NELLA RIPRESA i ritmi si abbassano, i cambi di Pizzi danno ragione agli avversari che approfittano della nostra stanchezza per prendere campo. Mancini se ne accorge e cambia Balotelli con Belotti e proprio il neoentrato trova il raddoppio al 67′ su un rimpallo derivato da calcio d’angolo.

Balo e gallo, a cresta alta verrebbe da dire ma guai ad appagarsi con una prestazione del genere e infatti, complice una gran distrazione di Zappacosta, Alshehri ne approfitta infilando Donnarumma in contropiede.
Ci sarà spazio anche per Bonaventura, Verdi, Cristante, Chiesa e De Sciglio ma il risultato rimane invariato nonostante le due occasioni firmate da Insigne prima e metà reparto offensivo poi durante l’ultimo assalto alla porta avversaria.
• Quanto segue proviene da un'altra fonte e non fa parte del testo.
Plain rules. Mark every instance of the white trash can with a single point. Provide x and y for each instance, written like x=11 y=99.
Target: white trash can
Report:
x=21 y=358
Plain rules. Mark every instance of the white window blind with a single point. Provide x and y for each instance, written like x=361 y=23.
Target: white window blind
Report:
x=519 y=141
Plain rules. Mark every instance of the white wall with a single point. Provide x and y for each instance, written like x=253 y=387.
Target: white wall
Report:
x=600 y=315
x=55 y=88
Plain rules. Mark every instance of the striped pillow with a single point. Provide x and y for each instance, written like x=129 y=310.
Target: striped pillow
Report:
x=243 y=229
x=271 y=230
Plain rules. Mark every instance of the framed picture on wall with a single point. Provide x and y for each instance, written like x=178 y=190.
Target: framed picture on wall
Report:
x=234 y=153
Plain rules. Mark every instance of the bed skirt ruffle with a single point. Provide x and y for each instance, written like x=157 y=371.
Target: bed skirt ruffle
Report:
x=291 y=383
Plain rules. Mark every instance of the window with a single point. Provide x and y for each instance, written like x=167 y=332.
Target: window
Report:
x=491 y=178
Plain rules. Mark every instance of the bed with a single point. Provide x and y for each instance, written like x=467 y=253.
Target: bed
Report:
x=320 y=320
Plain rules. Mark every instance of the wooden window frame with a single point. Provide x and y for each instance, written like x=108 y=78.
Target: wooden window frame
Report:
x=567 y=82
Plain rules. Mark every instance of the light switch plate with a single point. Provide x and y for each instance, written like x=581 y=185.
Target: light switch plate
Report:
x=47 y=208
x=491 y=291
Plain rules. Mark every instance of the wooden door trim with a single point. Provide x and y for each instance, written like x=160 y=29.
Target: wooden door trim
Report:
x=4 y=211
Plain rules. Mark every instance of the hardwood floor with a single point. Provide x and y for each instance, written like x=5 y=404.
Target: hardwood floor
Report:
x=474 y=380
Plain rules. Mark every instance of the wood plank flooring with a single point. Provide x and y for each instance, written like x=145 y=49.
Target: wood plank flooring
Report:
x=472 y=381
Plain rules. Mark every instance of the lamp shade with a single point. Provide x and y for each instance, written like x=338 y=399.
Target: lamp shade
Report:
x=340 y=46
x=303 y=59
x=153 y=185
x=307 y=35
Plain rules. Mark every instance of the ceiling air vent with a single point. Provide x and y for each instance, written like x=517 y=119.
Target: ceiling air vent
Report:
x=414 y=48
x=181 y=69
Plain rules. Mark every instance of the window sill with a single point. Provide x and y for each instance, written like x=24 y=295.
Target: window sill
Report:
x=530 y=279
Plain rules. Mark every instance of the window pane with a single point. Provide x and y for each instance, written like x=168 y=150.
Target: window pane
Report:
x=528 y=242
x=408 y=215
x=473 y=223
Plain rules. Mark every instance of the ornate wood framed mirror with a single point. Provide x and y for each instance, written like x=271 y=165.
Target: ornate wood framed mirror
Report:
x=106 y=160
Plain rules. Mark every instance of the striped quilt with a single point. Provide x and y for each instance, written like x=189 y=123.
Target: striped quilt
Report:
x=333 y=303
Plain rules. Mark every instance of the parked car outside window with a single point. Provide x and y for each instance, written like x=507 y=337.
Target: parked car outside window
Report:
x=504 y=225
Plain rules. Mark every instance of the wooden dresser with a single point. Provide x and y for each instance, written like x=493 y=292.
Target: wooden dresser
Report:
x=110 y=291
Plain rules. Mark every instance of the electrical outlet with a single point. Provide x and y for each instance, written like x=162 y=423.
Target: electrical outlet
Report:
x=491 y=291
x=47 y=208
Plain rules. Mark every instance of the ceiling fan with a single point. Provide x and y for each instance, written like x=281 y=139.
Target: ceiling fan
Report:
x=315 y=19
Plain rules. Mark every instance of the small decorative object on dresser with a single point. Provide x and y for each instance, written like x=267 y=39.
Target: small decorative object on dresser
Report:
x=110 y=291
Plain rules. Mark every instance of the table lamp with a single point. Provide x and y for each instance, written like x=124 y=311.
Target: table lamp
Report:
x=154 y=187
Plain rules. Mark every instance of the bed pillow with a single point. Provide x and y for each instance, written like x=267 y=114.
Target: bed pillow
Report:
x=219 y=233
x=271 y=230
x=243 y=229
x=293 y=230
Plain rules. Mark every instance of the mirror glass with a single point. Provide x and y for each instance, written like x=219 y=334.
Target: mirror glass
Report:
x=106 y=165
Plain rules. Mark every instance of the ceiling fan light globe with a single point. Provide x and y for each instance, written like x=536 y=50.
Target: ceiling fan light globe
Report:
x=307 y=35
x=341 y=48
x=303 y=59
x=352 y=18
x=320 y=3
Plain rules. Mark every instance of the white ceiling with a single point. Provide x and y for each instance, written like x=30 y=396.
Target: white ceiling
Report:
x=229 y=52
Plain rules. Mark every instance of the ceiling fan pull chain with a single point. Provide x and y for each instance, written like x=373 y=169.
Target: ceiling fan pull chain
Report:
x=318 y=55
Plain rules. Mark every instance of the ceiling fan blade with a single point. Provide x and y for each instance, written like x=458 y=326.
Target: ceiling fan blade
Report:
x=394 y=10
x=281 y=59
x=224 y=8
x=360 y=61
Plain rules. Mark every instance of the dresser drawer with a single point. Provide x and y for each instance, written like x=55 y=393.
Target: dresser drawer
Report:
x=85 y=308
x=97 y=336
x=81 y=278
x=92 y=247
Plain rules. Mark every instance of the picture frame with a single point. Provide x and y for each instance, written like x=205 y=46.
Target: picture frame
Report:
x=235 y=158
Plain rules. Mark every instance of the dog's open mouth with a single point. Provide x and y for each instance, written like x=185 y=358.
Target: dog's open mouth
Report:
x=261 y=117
In quell’azione si è vista freschezza, voglia, talento, poca freddezza ma la sensazione è che maturerà col tempo. E tempo, ahinoi, c’è.

“Sono soddisfatto del primo tempo e da questo primo tempo dobbiamo ripartire – ha detto Mancini nel post partita – le difficoltà della ripresa sono state determinate dal fatto che i nostri avversari sono in ritiro già da un po’ mentre noi abbiamo sofferto un po’ per fatica e stanchezza”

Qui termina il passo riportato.